Suddenly he shoved her away from him with all his strength. Angus caught her and enveloped her in his cloak before she had time to struggle. He thrust a wad of fabric into her mouth and dragged her bodily through the gateway.
She kicked and tried to scream, but even in his middle years, Angus of the Boyne was a powerful man. He held her while Diarmait took thongs from his neck bag, and the two of them trussed the struggling woman like a deer in the thick cloak. Then Angus slung her over his shoulder with a grunt, cast sad eyes on his foster son one last time, and set off, back the way he had come.
He knew it was all he could do for Diarmait.
He took his captive, who fought him all the way, to a little valley beyond the forest. There he waited with a heavy heart, knowing the wind
would bring him the sounds of battle. He would not go any farther until he knew if Diarmait had, somehow, survived.
At the same time, Finn and his men were closing in on the hut in the forest.
“I want my most trusted rígfénnidi with me,” he decided. “Cailte, you. And you, Goll. Oisin. Gonna of Clan Navin. Madan Bent-Neck. And myself. We six will stand at six points around the hut, so no matter which way he tries to run, one of us can strike him.”
Oisin demurred. “You can't ask this of me, Fathel. He's my best friend.”

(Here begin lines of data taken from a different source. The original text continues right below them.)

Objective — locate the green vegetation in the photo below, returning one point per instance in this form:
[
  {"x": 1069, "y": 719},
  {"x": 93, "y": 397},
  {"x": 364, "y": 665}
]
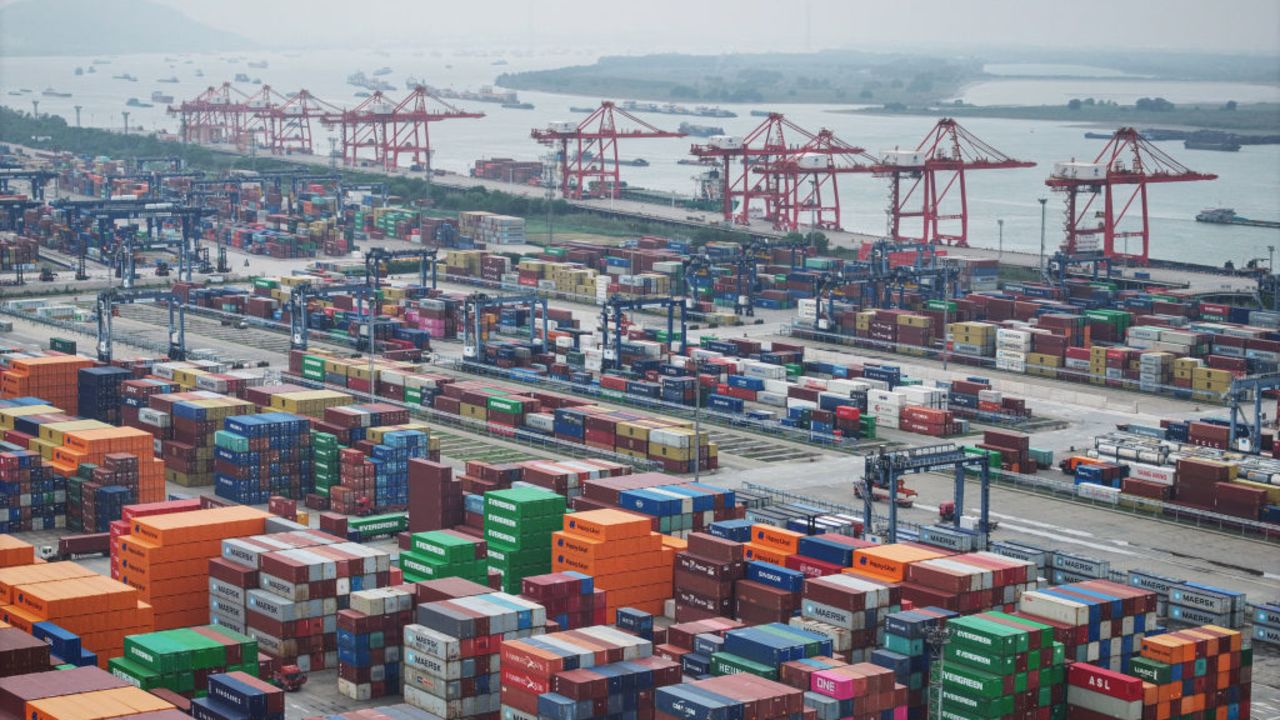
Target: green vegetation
[
  {"x": 92, "y": 27},
  {"x": 51, "y": 132},
  {"x": 1253, "y": 117},
  {"x": 836, "y": 76}
]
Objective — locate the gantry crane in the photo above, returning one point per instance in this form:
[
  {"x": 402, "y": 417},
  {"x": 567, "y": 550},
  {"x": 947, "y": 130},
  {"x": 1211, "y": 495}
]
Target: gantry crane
[
  {"x": 218, "y": 114},
  {"x": 588, "y": 151},
  {"x": 807, "y": 180},
  {"x": 108, "y": 212},
  {"x": 375, "y": 256},
  {"x": 474, "y": 308},
  {"x": 301, "y": 295},
  {"x": 36, "y": 180},
  {"x": 885, "y": 469},
  {"x": 922, "y": 182},
  {"x": 392, "y": 130},
  {"x": 288, "y": 123},
  {"x": 1128, "y": 159},
  {"x": 109, "y": 299},
  {"x": 616, "y": 305}
]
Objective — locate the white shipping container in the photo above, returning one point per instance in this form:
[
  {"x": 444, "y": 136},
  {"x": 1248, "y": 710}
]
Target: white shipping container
[
  {"x": 885, "y": 397},
  {"x": 1152, "y": 473},
  {"x": 1054, "y": 609}
]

Finn's eyes were like chips of flint. “I'm Rígfénnid Fíanna. Prove your loyalty now. Do you understand what's brought Diarmait to this? Lack of loyalty to his commander. Now, prove yours.” His face was as implacable as his voice.
Oisin glanced toward Cailte. “You'd better do as he orders,” the thin man said quietly.
They took their place. At a signal from Finn, his men laid hands on the flimsy wicker palisade and ripped it away, leaving the similarly constructed hut unprotected.
From inside, the sound was like ripping skin. Diarmait braced himself, shortsword in one hand, shield on arm. “Who's there?” he called, forcing his voice to remain steady.